Frederick Keeping

Personal information
- Full name: Frederick Keeping
- Born: 11 August 1867 Pennington, England
- Died: 21 February 1950 (aged 82) Lymington, England

Team information
- Discipline: Road
- Role: Rider

Medal record
Representing Great Britain
Men's track cycling
Olympic Games
| Silver medal – second place | 1896 Athens | 12 hour race |

= Frederick Keeping =

British racing cyclist (1867–1950)

Frederick Keeping (11 August 1867 - 21 February 1950) was a British racing cyclist. He competed at the 1896 Summer Olympics in Athens.

Keeping competed in the 333 metres and 12 hours races. In the 12 hours race, Keeping was one of only two cyclists to finish, covering 314.664 kilometres. He was only one lap behind the winner, Adolf Schmal, who covered 314.997 kilometres. Keeping tied with two others for fifth place in the 333m, with 27.0 seconds.

==Amateurism protests==
He kept working as a servant at the British Embassy in Greece. There were objections that he and another rider, Edward Battell, worked for a living. That made them "not gentlemen so they could not possibly be amateurs." The historian Mike Price said: "Gentlemen were not paid so were true amateurs. Servants had to be paid and so lost any claims to being amateur. Such was the attitude of the day". The protests were overruled.

==Olympic 12-hour race==
Six riders started the 12-hour race at 5am, four of them from Greece, and just two finished, "in total distress".

Richard D. Mandell, in his book The First Modern Olympics, wrote: "Neither had eaten and had only sipped liquid. They were squalid from excreta and delirious from fatigue... their legs swollen gruesomely... both could be heard weeping."

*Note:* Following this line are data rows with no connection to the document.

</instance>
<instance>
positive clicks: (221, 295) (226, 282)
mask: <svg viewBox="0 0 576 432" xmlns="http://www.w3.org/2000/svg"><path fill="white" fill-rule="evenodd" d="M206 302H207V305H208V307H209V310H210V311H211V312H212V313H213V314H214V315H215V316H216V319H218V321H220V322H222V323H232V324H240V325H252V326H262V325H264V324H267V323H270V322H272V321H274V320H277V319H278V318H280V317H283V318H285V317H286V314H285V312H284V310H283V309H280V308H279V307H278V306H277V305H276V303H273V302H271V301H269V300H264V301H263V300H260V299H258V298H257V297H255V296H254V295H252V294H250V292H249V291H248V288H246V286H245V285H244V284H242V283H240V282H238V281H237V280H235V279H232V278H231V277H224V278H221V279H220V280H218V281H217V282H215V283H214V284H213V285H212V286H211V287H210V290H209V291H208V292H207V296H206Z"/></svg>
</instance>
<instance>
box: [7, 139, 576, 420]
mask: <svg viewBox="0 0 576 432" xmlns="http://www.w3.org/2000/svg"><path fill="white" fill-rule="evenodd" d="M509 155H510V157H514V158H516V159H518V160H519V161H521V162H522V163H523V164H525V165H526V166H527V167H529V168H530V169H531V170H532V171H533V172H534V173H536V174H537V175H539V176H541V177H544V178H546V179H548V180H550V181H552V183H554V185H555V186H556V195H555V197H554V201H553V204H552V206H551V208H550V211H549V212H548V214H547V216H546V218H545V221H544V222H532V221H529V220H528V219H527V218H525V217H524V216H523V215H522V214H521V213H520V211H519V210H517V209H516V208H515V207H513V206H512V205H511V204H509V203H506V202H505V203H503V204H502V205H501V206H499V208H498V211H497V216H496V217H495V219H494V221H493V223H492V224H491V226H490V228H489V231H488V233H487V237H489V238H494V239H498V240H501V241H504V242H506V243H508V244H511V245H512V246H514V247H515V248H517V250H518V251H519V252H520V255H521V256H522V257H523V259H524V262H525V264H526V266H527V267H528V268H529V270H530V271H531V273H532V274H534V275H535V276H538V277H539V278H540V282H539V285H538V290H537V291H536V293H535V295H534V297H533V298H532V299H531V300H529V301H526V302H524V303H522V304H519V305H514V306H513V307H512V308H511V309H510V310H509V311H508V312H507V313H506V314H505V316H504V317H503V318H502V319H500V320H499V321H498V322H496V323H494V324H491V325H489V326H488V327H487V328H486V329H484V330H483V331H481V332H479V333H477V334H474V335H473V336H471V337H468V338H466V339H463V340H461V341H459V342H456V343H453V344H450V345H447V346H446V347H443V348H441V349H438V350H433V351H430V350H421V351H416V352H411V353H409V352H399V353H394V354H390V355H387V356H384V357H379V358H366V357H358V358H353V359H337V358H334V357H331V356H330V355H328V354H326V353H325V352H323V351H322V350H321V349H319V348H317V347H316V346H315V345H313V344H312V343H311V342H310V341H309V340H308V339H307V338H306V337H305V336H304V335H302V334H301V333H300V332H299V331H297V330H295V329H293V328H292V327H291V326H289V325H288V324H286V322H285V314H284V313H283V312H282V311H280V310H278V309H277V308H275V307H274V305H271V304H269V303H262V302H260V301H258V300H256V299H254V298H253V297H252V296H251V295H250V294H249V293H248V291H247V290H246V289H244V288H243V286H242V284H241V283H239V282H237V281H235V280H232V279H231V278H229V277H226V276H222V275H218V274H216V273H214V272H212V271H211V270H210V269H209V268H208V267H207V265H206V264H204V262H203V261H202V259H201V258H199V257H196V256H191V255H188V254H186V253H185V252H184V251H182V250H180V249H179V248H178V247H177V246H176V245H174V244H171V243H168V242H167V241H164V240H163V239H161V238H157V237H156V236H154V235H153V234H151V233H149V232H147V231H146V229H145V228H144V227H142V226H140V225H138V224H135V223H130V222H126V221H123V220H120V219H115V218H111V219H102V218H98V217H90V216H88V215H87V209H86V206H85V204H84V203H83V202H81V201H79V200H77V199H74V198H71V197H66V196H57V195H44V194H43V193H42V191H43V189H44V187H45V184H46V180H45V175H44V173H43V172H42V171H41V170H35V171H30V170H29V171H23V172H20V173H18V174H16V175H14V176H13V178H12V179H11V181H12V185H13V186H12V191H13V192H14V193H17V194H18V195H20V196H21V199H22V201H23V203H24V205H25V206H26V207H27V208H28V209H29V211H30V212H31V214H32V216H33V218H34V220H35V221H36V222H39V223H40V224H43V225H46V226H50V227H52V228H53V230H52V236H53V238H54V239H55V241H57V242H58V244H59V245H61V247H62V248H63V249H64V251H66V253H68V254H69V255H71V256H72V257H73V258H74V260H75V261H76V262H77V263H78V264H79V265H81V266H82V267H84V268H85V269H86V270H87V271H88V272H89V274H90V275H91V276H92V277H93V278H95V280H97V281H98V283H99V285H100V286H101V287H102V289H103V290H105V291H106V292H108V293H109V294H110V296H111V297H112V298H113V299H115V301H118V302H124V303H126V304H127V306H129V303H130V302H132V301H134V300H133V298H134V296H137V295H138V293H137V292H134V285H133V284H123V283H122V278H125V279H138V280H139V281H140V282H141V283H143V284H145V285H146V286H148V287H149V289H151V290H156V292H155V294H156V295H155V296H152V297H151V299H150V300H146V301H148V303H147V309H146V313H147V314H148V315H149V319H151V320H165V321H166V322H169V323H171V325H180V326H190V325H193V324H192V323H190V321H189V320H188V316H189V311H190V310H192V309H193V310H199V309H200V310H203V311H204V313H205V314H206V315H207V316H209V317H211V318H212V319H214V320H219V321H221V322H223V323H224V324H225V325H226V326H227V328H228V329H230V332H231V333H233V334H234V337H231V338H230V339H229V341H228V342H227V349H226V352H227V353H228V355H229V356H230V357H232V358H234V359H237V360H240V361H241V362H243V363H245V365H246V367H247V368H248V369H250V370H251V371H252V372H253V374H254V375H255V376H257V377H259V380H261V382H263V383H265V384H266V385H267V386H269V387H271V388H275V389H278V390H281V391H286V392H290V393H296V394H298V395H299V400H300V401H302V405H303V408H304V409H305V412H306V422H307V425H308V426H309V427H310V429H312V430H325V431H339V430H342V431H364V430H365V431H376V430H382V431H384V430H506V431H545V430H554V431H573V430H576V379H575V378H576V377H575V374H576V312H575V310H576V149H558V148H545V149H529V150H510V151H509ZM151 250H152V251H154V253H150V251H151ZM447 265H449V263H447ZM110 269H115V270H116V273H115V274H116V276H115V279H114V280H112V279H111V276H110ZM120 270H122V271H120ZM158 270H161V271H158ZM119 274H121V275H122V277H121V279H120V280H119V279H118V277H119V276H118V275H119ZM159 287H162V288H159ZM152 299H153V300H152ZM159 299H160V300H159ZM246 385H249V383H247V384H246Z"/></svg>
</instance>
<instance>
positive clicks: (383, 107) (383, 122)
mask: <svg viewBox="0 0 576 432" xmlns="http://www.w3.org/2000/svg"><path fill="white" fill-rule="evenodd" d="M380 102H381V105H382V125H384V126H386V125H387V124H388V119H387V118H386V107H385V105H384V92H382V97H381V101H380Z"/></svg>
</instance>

Adolf Schmal of Austria completed 900 laps of the velodrome to finish one lap ahead of Keeping. Rain and wind meant there were few spectators and those that were there lost interest because the race was "a monotonous sight."

==Later life==
After returning home to Hampshire, he opened a cycle shop in Milford on Sea, and later garages in New Milton and Lymington. He served as a member of Lymington District Council and Hampshire County Council.

==Family==
His son was Michael Keeping, who played football for Southampton and Fulham and became manager of Real Madrid in Spain.